Once you arrive at the entrance to the site, you’ll take a glass-walled elevator up to the level of the southern cave. The elevator provides you with a panoramic view over the town of Pindaya and nearby Inle Lake.
Near the entrance to the cave you’ll come across the Shwe U Min Pagoda. Near the Pagoda is a large bronze bell which has a casting date of 1842 stamped into it.
There are actually three caves in the limestone ridge above the town of Pindaya, however only the most southern cave is open to the public. The cave is considered a shrine, so you’ll have to remove your shoes to enter it.
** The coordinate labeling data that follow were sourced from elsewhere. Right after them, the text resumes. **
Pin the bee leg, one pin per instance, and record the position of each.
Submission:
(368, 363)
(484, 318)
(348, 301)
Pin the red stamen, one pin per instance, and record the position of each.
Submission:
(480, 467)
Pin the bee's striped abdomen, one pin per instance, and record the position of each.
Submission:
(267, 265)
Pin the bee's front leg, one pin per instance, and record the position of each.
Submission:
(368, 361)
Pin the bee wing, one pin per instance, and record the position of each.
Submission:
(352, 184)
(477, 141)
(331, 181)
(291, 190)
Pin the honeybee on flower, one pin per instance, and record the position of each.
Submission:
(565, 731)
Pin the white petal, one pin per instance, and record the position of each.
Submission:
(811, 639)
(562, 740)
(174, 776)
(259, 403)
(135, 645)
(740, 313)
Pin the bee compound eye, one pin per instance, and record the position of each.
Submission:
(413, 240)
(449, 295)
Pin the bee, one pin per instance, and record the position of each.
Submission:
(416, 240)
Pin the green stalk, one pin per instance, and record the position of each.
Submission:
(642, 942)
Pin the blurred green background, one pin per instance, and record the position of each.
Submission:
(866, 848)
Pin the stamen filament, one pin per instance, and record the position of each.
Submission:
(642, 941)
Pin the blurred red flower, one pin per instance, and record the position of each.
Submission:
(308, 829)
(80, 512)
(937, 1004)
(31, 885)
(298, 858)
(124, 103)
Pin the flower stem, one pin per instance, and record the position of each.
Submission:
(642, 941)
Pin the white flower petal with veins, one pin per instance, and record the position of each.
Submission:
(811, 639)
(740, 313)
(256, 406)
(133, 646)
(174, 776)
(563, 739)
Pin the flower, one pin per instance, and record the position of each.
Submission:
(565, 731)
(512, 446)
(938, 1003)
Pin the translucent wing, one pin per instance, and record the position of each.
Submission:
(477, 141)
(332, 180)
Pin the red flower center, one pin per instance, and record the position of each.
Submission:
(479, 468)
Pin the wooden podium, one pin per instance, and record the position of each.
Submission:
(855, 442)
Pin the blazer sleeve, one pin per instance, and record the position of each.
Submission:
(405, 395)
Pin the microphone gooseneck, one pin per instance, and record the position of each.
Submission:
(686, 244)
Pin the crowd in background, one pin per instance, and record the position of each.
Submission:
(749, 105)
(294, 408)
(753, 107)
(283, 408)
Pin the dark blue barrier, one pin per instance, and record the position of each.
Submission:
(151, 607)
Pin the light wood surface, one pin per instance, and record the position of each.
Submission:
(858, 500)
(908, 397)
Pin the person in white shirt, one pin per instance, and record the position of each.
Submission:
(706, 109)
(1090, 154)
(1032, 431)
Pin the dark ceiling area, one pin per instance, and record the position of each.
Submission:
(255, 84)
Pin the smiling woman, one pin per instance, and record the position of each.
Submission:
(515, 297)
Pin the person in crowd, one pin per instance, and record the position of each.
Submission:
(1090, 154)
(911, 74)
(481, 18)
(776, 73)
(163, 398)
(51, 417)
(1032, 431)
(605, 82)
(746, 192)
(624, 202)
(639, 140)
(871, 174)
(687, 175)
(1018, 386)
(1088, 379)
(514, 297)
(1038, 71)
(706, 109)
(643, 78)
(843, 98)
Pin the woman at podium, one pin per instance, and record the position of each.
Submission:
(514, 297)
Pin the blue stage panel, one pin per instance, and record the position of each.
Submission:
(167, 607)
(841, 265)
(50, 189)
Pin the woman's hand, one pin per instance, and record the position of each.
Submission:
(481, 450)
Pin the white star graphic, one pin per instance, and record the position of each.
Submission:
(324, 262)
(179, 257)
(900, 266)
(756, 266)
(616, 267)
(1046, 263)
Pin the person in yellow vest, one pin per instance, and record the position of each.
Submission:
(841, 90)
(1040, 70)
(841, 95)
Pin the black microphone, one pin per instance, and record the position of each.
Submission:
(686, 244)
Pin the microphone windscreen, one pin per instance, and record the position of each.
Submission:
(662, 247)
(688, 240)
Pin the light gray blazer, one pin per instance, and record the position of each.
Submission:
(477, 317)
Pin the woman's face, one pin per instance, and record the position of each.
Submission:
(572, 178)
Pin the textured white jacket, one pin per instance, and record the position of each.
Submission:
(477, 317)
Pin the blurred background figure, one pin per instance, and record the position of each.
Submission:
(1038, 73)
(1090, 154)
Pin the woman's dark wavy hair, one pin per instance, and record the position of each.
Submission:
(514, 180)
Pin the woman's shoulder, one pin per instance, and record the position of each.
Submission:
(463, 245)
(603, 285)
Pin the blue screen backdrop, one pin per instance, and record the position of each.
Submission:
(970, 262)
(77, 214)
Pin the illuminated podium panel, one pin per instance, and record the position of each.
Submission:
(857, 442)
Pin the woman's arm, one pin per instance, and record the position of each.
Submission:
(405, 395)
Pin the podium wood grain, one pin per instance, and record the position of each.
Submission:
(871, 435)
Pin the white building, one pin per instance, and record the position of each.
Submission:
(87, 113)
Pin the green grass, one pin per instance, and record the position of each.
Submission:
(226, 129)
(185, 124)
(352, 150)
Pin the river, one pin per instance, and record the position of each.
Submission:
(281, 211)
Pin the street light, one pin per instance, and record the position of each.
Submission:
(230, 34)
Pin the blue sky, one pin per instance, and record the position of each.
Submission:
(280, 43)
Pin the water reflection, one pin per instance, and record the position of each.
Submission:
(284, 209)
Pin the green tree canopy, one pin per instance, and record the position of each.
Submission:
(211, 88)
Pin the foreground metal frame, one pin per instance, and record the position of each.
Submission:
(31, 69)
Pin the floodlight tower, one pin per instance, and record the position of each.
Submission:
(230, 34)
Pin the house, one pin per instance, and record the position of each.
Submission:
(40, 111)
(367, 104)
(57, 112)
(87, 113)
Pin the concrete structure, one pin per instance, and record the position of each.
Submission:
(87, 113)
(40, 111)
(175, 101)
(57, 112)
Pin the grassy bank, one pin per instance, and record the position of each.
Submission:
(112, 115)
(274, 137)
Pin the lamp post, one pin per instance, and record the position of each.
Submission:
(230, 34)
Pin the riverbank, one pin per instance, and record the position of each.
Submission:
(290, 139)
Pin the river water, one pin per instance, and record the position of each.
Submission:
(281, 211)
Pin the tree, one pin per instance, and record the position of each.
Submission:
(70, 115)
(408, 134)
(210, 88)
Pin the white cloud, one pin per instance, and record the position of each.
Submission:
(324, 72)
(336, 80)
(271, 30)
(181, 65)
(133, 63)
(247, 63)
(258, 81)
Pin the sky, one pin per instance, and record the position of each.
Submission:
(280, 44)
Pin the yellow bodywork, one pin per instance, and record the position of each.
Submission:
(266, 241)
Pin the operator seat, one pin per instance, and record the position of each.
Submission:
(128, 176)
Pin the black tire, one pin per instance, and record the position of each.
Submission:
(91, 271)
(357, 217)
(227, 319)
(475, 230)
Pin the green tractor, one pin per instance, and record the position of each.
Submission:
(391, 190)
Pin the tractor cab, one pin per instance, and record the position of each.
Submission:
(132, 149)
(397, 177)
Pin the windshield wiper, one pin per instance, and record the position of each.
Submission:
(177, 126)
Although, in most of the cave the floors are tiled or lined.
Over 8,000 Pieces of Artwork
Once you’ve entered the cave be prepared to be stunned by what you see. Probably the most remarkable aspect of the cave is not the cave itself, but the sheer volume and different styles of Buddhist artwork it contains.
Estimates of the total amount of this artwork vary between 8,000 and 9,000 pieces and it is still growing. Pieces are still being added to the collection to this day.
The design and styles of the artwork have evolved over the centuries and the cave is a treasure trove for art historians interested in Burmese art. The oldest statue is said to date from the year 1773.
The Cave as an Art Gallery
The cave itself extends for about 150 meters into the limestone ridge and contains many galleries and rooms. Some of these rooms are little more than crawlspaces that you have to squeeze yourself into. These small rooms are often utilized by Buddhist worshippers as a place to meditate.
The caves can be seen in about an hour and are a short drive from the town of Pindaya. There is also a covered walkway that extends all the way from the town if you’re in the mood for a walk.
The site is open only in the daylight hours and there is an entrance fee of US $3.